Bioassay (agar disk diffusion method)
The crude extracts and isolated compounds were evaluated for in vitro antibacterial activities against two bacterial strains (Escherichia coli ATCC 25922, and Staphylococcus aureus ATCC 25923) and the antifungal activities against four fungus strains (Aspergillus spp, Trichoderma spp, Fusarium spp and Penicillium spp) by disc diffusion method. The bacterial strains were obtained from Microbiology laboratory, Biology Department, Jimma University. Whereas, the pathogenic fungi were isolated from the infected tomatoes sample collected from cropping area, where there is high plantation of tomatoes using the standardized dilution factors as per the protocols. Nutrient agar, Rose Bengal agar and Potato dextrose agar were used for isolating these fungi. A single colony of fungi was taken from potato dextrose agar (PDA), Nutrient agar and Rose Bengal agar and it was placed on the slide and analyzed. Wet mount was added to slide and mixed with the transferred fungal colony, and then it was covered with cover slip. In addition, oil immersion was added in the wet mount and the morphology of fungi was observed through microscope. Finally, based on their morphology and fungal identification keys, the isolated fungi were characterized.

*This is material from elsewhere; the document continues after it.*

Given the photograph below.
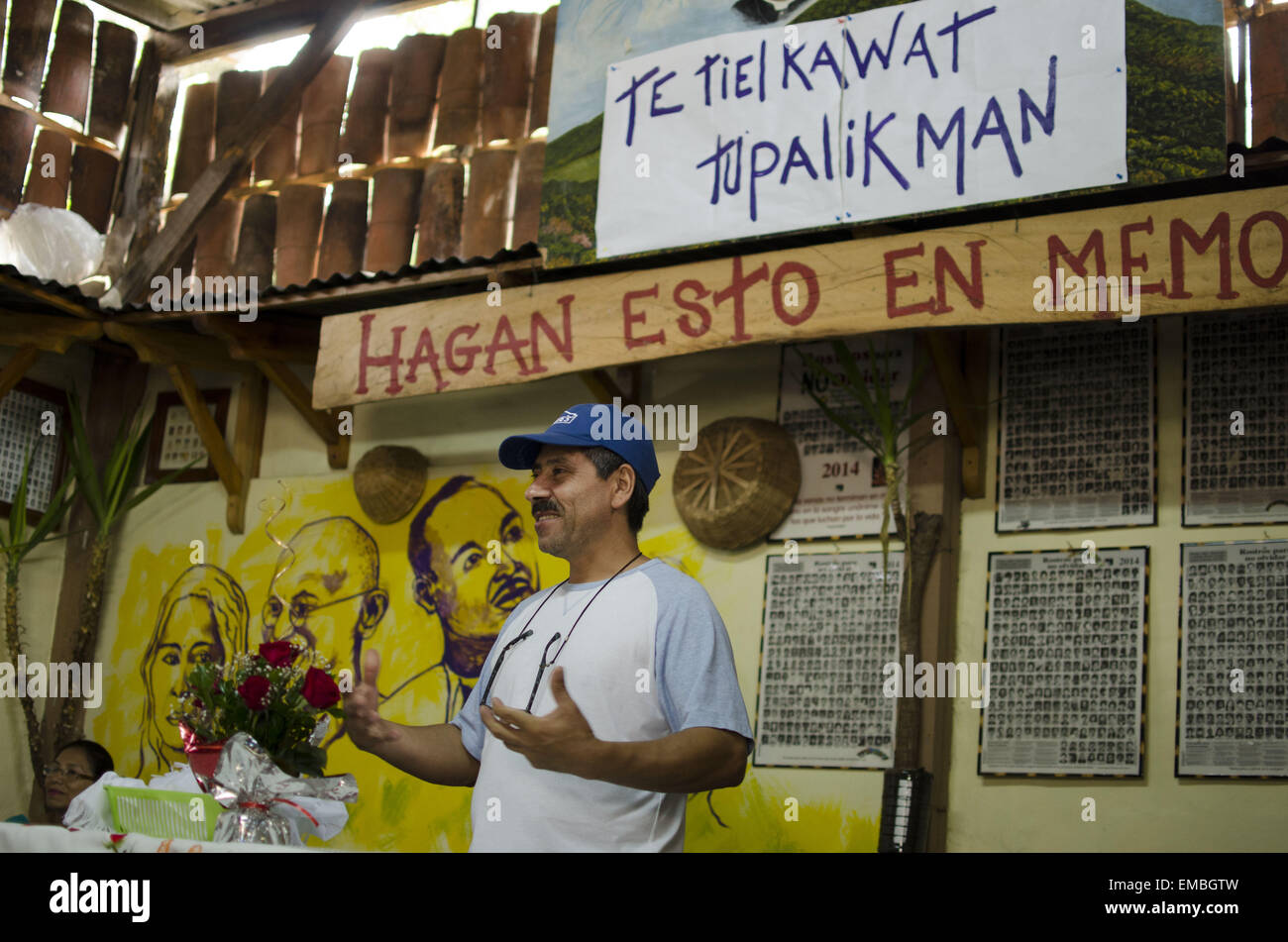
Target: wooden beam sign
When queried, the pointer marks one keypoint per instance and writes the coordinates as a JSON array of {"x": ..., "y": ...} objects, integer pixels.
[{"x": 1212, "y": 253}]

Agar disk diffusion method [10] was used to evaluate the antibacterial and antifungal activities of both crude extract and isolated compounds on nutrient agar. Briefly, the stock cultures were maintained on the nutrient agar slants which were stored at 4°C. Agar cultures of the test microorganisms were prepared according to manufacture instruction. The test solutions were prepared by dissolving 0.01 g ratio of plant extracts to achieve final stock concentrations of 100 mg/mL in DMSO. Freshly, grown liquid culture of the test pathogens solution of having similar turbidity with 0.5 McFarland were seeded over the Mueller-Hinton Agar medium with sterile swab. Sterile Whatman filter paper discs (6 mm) were soaked with stock solution of the extract then placed over the seeded plates at equidistance. The plates were then inverted and incubated at 37°C for 24 h. After the incubated period, the plates were observed for a clearance zone around the disks which indicates positive antibacterial activities of the respective plant extracts. The clear zones formed around each disk were measured in millimeter.
The bioassay guided extraction of the seeds of P. lapathilium revealed that extracts and the isolated compounds demonstrated significant antibacterial and antifungal activities with compound 2 showed highest zone of growth inhibition against S. aureus bacterial strain and Trichoderma spps fungal train, which are almost comparable to that of the reference drugs, gentamycin and clotrimazole respectively. The good activity of these extracts and the isolated compounds could give insight about the potentials of the bioactive compounds from this plant as lead structure in development of antimicrobial drugs.
The authors would like to acknowledge Jimma University, Department of Chemistry for facilitating the laboratory work and Biology Department for the bioactivity testes. This work was supported by the International Foundation for Sciences, Stockholm, Sweden, through a grant to Negera Abdissa (IFS, Grant No: F/5778-1).
The authors declare that there is no conflict of interest.